雲化粧
「今日は年に一度のスーパームーンとなるでしょう。九州や北海道では見ることができる確率は高いですが、関東では分厚い雲に覆われ見ることは非常に難しいでしょう。明日にかけて…」
テレビから気象予報士の起伏のない声が聞こえる。スーパームーンになるという日に限って、必ずと言っていいほど雲がかかる。いつからなのかは詳しくは覚えていないが、少なくとも俺が小学4年生の時からはずっとそんな天気だろう。別に月に興味があるわけでもないが、ニュースでもその日になると必ず流れ、理科の授業でも習ったから、一度は見てみたいと思う。朝の情報番組を横目に、俺は朝ごはんを食べる。今日は珍しく朝練がないからゆっくりできる。牛乳を浸したコーンフレークをのんびりしながら口に入れる。朝ごはんを食べ終え、時計を見ると出かける時間になっていた。俺は毎朝7時半に家を出ている。
「やべっ」
急いでバックを手に取り高校へ向かう。

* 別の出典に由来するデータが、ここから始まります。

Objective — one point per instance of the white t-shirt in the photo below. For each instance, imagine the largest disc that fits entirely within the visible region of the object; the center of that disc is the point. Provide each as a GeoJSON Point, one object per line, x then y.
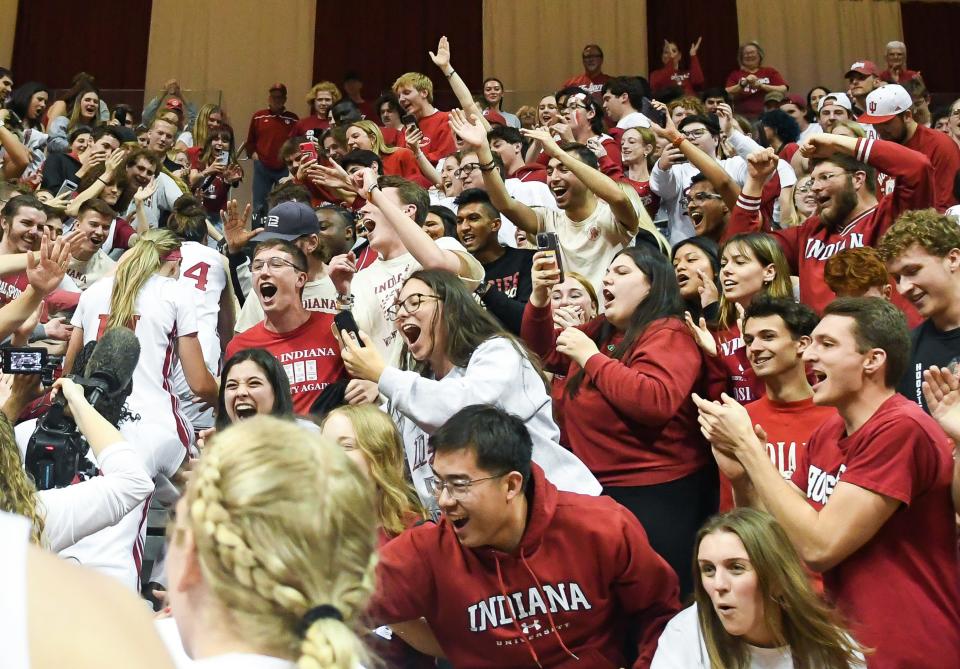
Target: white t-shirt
{"type": "Point", "coordinates": [681, 646]}
{"type": "Point", "coordinates": [167, 193]}
{"type": "Point", "coordinates": [14, 537]}
{"type": "Point", "coordinates": [589, 245]}
{"type": "Point", "coordinates": [203, 275]}
{"type": "Point", "coordinates": [376, 288]}
{"type": "Point", "coordinates": [85, 274]}
{"type": "Point", "coordinates": [319, 295]}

俺が通っている高校は、中高一貫校だ。親の教育方針で元々そう決めていたらしい。小学生の頃は意味のわからないほど勉強させられたが、高校受験をしなくてもいいのは気が楽だ。駅に着き改札機にICカードをかざしてホームに行くとたくさんの人がいるのが見えた。普段も会社に行く人と俺と同じ学校に行く人でかなりの人の数になるのだが、今日はそれ以上にホームが人で溢れかえっていた。大勢の人の話し声の間から漏れるアナウンスを耳の穴を広げて聴く。どうやら交通事故で電車が止まっているらしい。この駅から歩くにはさすがに遠すぎる。俺が家に帰ろうとした時に、声をかけられた。
「ねえ、月音くんだよね」
その声の主は同級生の
「そうだけど…。どうしたんですか」
「この後って時間ある?」
「まあ一応」
「君に会わせたい人がいるの」
「会わせたい人?」
「まあついてきて」
ぐいぐいと来る彼女の勢いに押され、ついていくことになってしまった。道中、別に仲良くも無い人と二人からで歩くのは少し気まずかった。30分くらい歩いたあたりで彼女が口を開いた。
「少しここで待っててくれない?」
そう言うと裏路地へと姿を消した。少しして気になった僕はこっそり彼女のことを一目見ようと裏路地へと目を向ける。彼女は電話で誰かと話しているようだ。普段ホームでは気にしていなかったが、改めて見ると彼女は顔立ちもスタイルも良い。
「ねえ、待っててって言ったよね」
「すいません…」
「じゃあ行こうか」
「着いたよ」
「ここは?」
そこには古い屋敷のような建物があり、蔦が絡まっているほど昔のものだ。
「もうすぐ会えますから」
彼女はどこか遠くを見ながらそう呟いた。
「それってどういう…」
気づいた時にはもう彼女の姿はなくなっていた。